Le même jour à 14h33, Mme [E] [D] a reçu un courriel envoyé depuis l’adresse [Courriel 5] comportant l’identification de l’étude, sa signature et le précédent courriel du 8 avril 2021 ainsi qu’un autre RIB, présenté comme celui de l’étude.

Les 27 et 28 avril 2021, Mme [E] [D] a procédé à deux virements de 11 200 euros et de 3 672,40 euros vers le compte renseigné dans le second courriel, n’appartenant pas à l’étude.

Informée le 29 avril 2021 par la SCP CHABERT-[V] qu’elle était toujours dans l’attente des règlements demandés, Mme [E] [D] a déposé plainte pour escroquerie.

Le 30 avril 2021, la CAISSE D’EPARGNE ET DE PREVOYANCE DE MIDI-PYRENEES a procédé à des demandes de « recall » des deux virements et a pu récupérer les fonds du second, soit la somme de 3 672,40 euros.

Ce même jour, Mme [E] [D] a souscrit auprès de la CAISSE D’EPARGNE ET DE PREVOYANCE DE MIDI-PYRENEES un prêt d’un montant de 8 000 euros dont le coût total a été fixé à 417,60 euros pour régler au notaire les sommes dues.

Par courriers recommandés avec accusé de réception des 7 juin et 27 septembre 2021, Mme [E] [D] a mis en demeure la CAISSE D’EPARGNE ET DE PREVOYANCE DE MIDI-PYRENEES et la SCP CHABERT-[V] d’avoir à l’indemniser de son préjudice financier.

Par actes d’huissier en date du 31 mars et du 1er avril 2022 Mme [E] [D] a fait assigner la CAISSE D’EPARGNE ET DE PREVOYANCE DE MIDI-PYRENEES et la SCP CHABERT-[V] devant le tribunal judiciaire de Toulouse aux fins d’obtenir l’indemnisation de ses préjudices.

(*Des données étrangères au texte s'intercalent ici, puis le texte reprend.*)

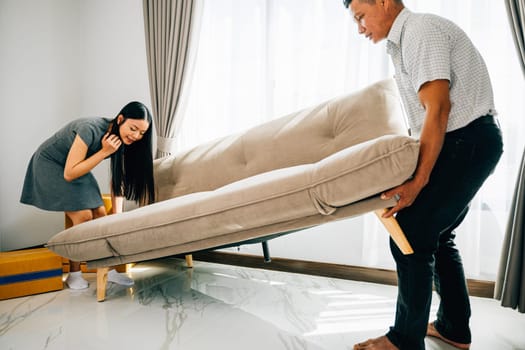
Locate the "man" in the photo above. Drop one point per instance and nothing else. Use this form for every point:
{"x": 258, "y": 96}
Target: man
{"x": 446, "y": 91}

Par conclusions récapitulatives notifiées par voie électronique le 25 septembre 2023 Mme [E] [D] demande au tribunal, au visa des articles L.561-2 et suivants du code monétaire et financier, 1103, 1104, 1217, 1231-1, 1242, 1937 du code civil, 34 de la loi informatique et libertés, 32, 79, 82 du RGPD, 631-4 du code de la consommation, 515 et 700 du code de procédure civile, de :

– déclarer la demande de Madame [E] [D] recevable et bien fondée,
– dire et juger que la CAISSE D’EPARGNE ET DE PREVOYANCE MIDI PYRENEES a commis une faute vis-à-vis de Madame [E] [D] engageant sa responsabilité sur le fondement des obligations générales de mandataire et spécifiques de vigilance dans le cadre de la lutte anti-blanchiment,
– dire et juger que la SCP François CHABERT et [F] [V] a commis une faute vis-à-vis de Madame [E] [D] engageant sa responsabilité en qualité de responsable de traitement de données personnelles et sa responsabilité extra contractuelle en sa qualité de gardien du serveur de messagerie piraté,
– dire et juger que les fautes commises par la CAISSE D’EPARGNE ET DE PREVOYANCE MIDI PYRENEES et la SCP François CHABERT et [F] [V] ont individuellement et à même proportion concouru à la réalisation du préjudice subi par Madame [E] [D],
– condamner solidairement la CAISSE D’EPARGNE ET DE PREVOYANCE MIDI PYRENEES ainsi que la SCP François CHABERT et [F] [V] à verser à Madame [E] [D] la somme de 11 617,60 euros en réparation de son préjudice,
– condamner solidairement la CAISSE D’EPARGNE ET DE PREVOYANCE MIDI PYRENEES et la SCP François CHABERT et [F] [V] à payer la somme de 2 500 euros au titre des frais non compris dans les dépens,
– condamner solidairement la CAISSE D’EPARGNE ET DE PREVOYANCE MIDI PYRENEES et la SCP François CHABERT et [F] [V] aux entiers dépens, et dire qu’à défaut de règlement spontané des condamnations prononcées et s’il en est, en conséquence nécessaire de procéder à l’exécution forcée par voie extrajudiciaire, les sommes retenues par l’huissier instrumentaire en application de l’article 10 du décret du 8 mars 2001, portant modification du décret du 12 décembre 1996, seront supportés par les parties condamnées aux dépens ;
– dire n’y avoir lieu à écarter l’exécution provisoire de la décision à intervenir.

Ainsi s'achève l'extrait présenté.